I need help in excel finding a formula that will tell me that if I get 4 heads in a row i win for this question.You are going to play a game where you bet a dollar and get to flip a coin ten times. If you get four heads in a row, you win. If you make the tenth flip without getting four heads in a row, you lose. Run this game ten thousand times. Approximately what is the probability that you will win? All the other work is done.

Answer 1

the sample space for this seems a bit complicated....for considering u do get 4 heads (whether in row or not) there is probability of 7/10c4....and this doesnt take into the account where u get result with number of heads not exactly equal to 4.

Answer 2

i just need to know how to tell if i win.
other than going through all 10k games

Answer 3

7/10c4 is the probability you get 4 heads in a row ...considering the part where you get only 4 heads....for other cases you will have to take into account the values obtained for number of head not exactly equal to 4

Answer 4

im doing this question in excel so i have to simulate all the games

i all that done. if u want to see what i have ill attach it. I dont really know how to explain it other than i need some what to search my document to see how many times heads is 4 in a row with having to go through all 10000 games

Answer 5

6.25% to get four heads in a row out of 4 tries, but that's not much help...

Answer 6

This requires a little re-casting and redefining. I think we have to limit the experiment to the accomplishment of the condition "4 heads in a row". For example, when you get "4 heads in a row", you quit, you don't flip the rest. Otherwise, there is the risk of getting "4 heads in a row" twice in the same sequence of 10 flips. So, once we achieve "4 heads in a row", all other flips up to 10 are deemed "tails".

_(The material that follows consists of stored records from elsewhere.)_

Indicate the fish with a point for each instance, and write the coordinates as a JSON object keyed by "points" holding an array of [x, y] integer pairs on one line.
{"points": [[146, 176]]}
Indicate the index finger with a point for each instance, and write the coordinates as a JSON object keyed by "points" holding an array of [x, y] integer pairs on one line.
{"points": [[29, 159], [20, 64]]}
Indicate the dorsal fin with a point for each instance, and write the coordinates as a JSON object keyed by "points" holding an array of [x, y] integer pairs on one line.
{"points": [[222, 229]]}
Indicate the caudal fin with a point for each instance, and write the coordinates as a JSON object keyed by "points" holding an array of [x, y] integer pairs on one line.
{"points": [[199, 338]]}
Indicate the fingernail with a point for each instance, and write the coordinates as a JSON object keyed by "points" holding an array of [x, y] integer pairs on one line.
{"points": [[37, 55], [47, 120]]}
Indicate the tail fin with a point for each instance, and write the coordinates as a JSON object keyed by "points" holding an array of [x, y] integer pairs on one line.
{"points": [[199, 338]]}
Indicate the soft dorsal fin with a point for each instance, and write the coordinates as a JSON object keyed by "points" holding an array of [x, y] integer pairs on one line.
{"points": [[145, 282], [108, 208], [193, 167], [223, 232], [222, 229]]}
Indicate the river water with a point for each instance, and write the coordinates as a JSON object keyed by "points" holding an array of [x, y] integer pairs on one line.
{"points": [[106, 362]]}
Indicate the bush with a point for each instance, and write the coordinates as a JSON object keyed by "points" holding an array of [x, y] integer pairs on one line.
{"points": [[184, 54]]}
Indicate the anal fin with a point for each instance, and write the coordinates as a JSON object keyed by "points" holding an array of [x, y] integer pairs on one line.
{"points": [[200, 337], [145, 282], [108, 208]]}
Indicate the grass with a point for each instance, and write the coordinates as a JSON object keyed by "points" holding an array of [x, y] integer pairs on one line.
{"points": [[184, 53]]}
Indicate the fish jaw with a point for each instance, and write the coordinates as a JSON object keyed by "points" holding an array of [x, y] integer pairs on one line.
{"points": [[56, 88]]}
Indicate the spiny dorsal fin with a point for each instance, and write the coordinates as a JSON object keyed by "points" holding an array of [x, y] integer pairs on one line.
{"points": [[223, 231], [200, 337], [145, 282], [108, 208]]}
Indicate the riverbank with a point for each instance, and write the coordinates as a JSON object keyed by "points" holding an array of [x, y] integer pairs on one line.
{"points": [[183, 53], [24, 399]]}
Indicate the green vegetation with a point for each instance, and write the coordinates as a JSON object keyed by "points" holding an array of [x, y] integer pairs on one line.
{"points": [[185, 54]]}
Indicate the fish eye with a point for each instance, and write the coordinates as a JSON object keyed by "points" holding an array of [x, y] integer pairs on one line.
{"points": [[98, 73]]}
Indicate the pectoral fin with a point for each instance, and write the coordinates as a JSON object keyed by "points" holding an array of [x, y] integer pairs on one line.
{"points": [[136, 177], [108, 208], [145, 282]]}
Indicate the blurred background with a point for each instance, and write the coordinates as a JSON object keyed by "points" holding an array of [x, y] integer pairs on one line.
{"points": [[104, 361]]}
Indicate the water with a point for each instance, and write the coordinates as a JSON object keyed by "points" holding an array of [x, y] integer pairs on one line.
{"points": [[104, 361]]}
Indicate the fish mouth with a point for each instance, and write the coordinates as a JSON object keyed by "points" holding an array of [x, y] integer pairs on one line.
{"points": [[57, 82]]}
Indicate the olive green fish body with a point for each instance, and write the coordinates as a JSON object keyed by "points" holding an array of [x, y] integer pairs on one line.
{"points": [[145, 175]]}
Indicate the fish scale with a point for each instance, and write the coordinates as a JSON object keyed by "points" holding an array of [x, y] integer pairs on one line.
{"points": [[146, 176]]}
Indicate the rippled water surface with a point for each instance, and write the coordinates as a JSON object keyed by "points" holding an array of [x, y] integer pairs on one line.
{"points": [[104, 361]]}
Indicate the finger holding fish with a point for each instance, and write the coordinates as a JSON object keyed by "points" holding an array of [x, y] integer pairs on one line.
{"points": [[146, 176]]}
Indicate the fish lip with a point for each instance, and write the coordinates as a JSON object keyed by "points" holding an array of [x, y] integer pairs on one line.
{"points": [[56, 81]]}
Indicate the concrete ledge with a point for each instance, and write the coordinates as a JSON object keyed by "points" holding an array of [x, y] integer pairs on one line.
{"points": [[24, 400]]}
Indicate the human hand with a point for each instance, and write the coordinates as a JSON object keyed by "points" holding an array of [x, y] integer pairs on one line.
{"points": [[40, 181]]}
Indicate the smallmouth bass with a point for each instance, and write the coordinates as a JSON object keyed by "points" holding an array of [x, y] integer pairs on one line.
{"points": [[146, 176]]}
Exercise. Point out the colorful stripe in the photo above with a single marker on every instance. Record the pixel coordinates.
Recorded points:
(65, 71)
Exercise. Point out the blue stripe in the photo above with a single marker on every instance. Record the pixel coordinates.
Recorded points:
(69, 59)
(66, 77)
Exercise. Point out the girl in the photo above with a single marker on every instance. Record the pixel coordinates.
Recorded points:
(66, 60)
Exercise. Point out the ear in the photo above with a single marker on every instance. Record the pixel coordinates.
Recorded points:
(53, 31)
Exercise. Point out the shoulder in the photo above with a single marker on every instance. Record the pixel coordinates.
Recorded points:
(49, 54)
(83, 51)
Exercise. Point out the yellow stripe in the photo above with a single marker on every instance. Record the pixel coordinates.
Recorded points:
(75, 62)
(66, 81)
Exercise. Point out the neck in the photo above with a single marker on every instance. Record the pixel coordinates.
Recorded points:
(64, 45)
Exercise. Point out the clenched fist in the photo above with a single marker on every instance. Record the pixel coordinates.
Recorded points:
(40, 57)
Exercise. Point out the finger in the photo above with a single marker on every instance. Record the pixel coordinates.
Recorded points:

"4 heads in a row" must START on flip 1, 2, 3, 4, 5, 6, or 7.

Answer 7

is there a formula that will count how many times heads comes up in a row or do i have to do it all manually

Answer 8

I did it rather manually. In this way, I could enforce my definition of "giving up".

Answer 9

there are 7 chances per game to win. Each chance has a 6.25% chance to win. your odds of winning once per game is 43.75%

Answer 10

Way too big. It's a little under 1/4.

Answer 11

The "chances" are not independent.

For example, if you roll HHHT, by the time you figure out that Chance #1 is gone, Chances 2, 3, and 4 are also gone!

Answer 12

Since we can, constructing a tree is simple enough. There are 1024 possible outcomes. 251 have a 4-head string. 251/1024 = 24.5117%

I thought it interesting that of the 128 with a 4-head string starting in 1, 2, or 3, there are 21 that muster a 2nd 4-head string. This includes an 8-head string as two 4-head strings.

Answer 13

is there a function to find the 4 heads in a row if I did rand(0.1) with .5^ being heads

Answer 14

No. it is WAY more complicated than that.

I would suggest, =RANDBETWEEN(0,1) -- 0 = Tails, 1 = Heads. Simple as that.